Armstrong also didn't touch the now-infamous incident in a hospital room in 1996.
According to Betsy and Frankie Andreu, who were present in the hospital with Armstrong, a doctor entered the room and asked Armstrong whether he was taking any drugs. The Andreus claimed -- when asked under oath -- that Armstrong told the doctor that he was in fact using several performance-enhancing drugs, including the banned blood booster EPO.
Armstrong has always vehemently denied that the conversation had ever taken place.
When asked by Winfrey during Thursday's broadcast whether he still denied it, Armstrong only said that he would not talk about it. Winfrey then moved on to her next question.
"As far as, I guess, first the nonadmission of the 1996 hospital incident Â… my initial thought was that he and the Andreus had come to a deal and part of the deal is not talking about it," Stichel said.
But after hearing Betsy explode on CNN over the issue?
"I'd be pretty surprised if there were any deals out there," Stichel said. "Clearly he is reluctant to say something. My gut just tells me that he was coached by his lawyers on that point because clearly he was not going to talk."
There were plenty of issues that were never addressed -- at least in the edited version of the interview. For example, Armstrong never explained how he bested the testing systems, aside from a general discussion of the lack of out-of-competition testing in his early career. Nor did he address a cozy relationship (as indicated by Tyler Hamilton in his book, "The Secret Race") with UCI top brass. According to the USADA dossier, the sport's governing body was aware of Armstrong's doping and helped him stay in the game, and Armstrong made a sizable donation to the UCI to fund drug-testing equipment.
On the UCI, all Armstrong said was that he was "no friend" at all, a phrase he repeated at least three times in Thursday's broadcast.

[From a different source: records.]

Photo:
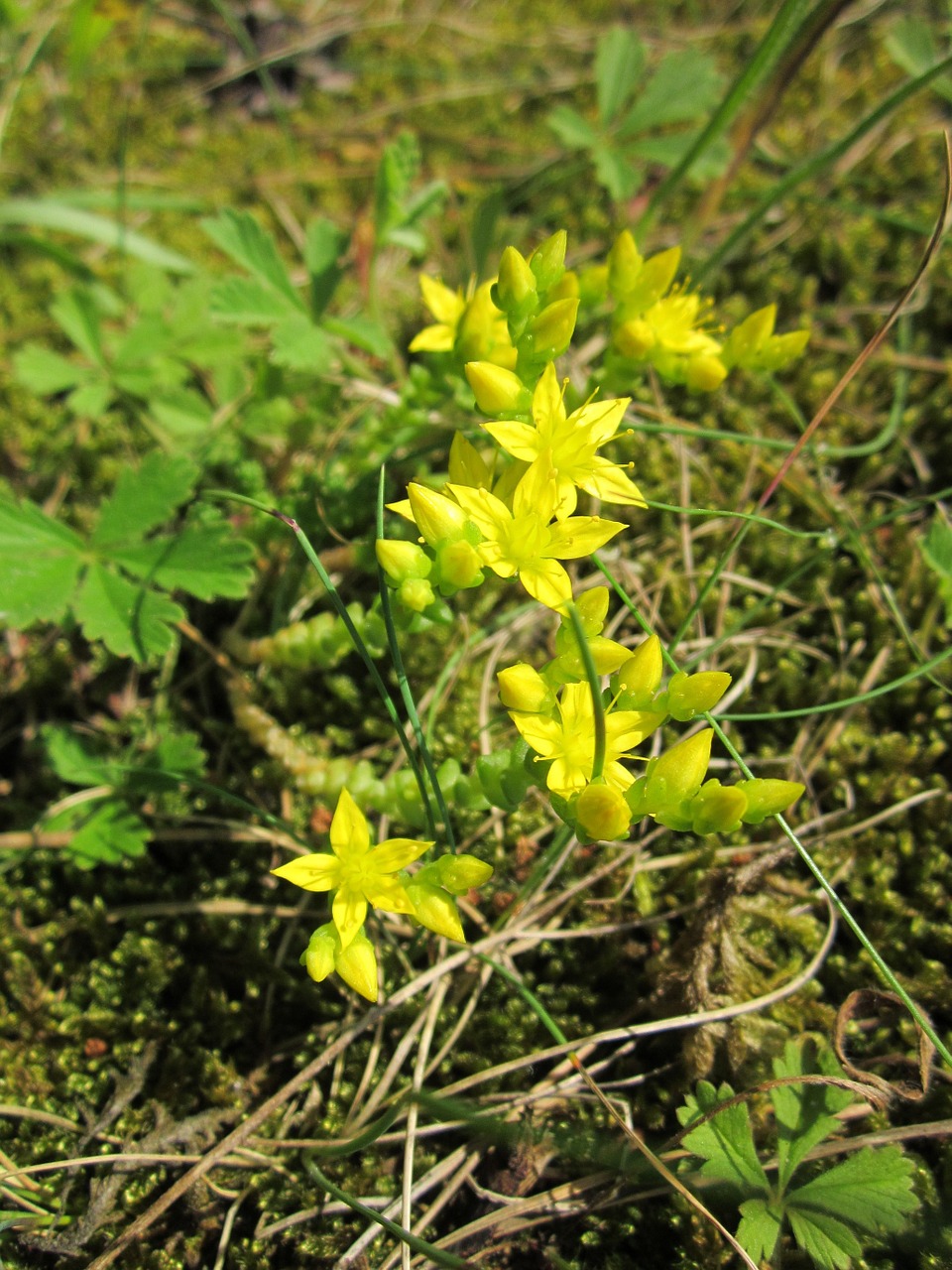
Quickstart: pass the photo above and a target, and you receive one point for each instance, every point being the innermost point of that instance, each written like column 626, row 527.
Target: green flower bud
column 602, row 813
column 689, row 695
column 516, row 287
column 625, row 264
column 717, row 808
column 357, row 965
column 462, row 874
column 705, row 372
column 553, row 327
column 403, row 561
column 642, row 674
column 497, row 390
column 460, row 566
column 634, row 338
column 416, row 594
column 320, row 952
column 435, row 910
column 769, row 798
column 438, row 518
column 521, row 688
column 547, row 262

Greg LeMond's name didn't come up, nor did that of many other associates and teammates. Armstrong never said how he got the drugs, who supplied them or how blood was cycled though the U.S. Postal team at races. It's true that Armstrong is on the hook for a false claims suit, at the hands of Floyd Landis, a former teammate. That might have had a bearing on what he could and could not say. But if that's the case, why talk at all?
"I've been thinking for the last 18 hours, why did he even do this interview?" Stichel said. "I'm not sure it satisfies anyone. There was an admission, but it was a pretty limited admission. He seems to be playing some of the same sort of semantic games that he's played in the past. I'm just scratching my head as to why he even did this."
Here was an opportunity to leave the sport better and in a place to move forward. One would be hard pressed to say Armstrong has done anything beyond serve himself.
After nearly three hours of TV and a week laid out across mainstream media, the sport is left with a series of yeses. But Armstrong won't be remembered within cycling for what he did say but more for what he didn't. The omerta remains intact, and its king, for now, still has zipped lips.
We can only hope that isn't the case if and when Armstrong sits down with USADA officials again.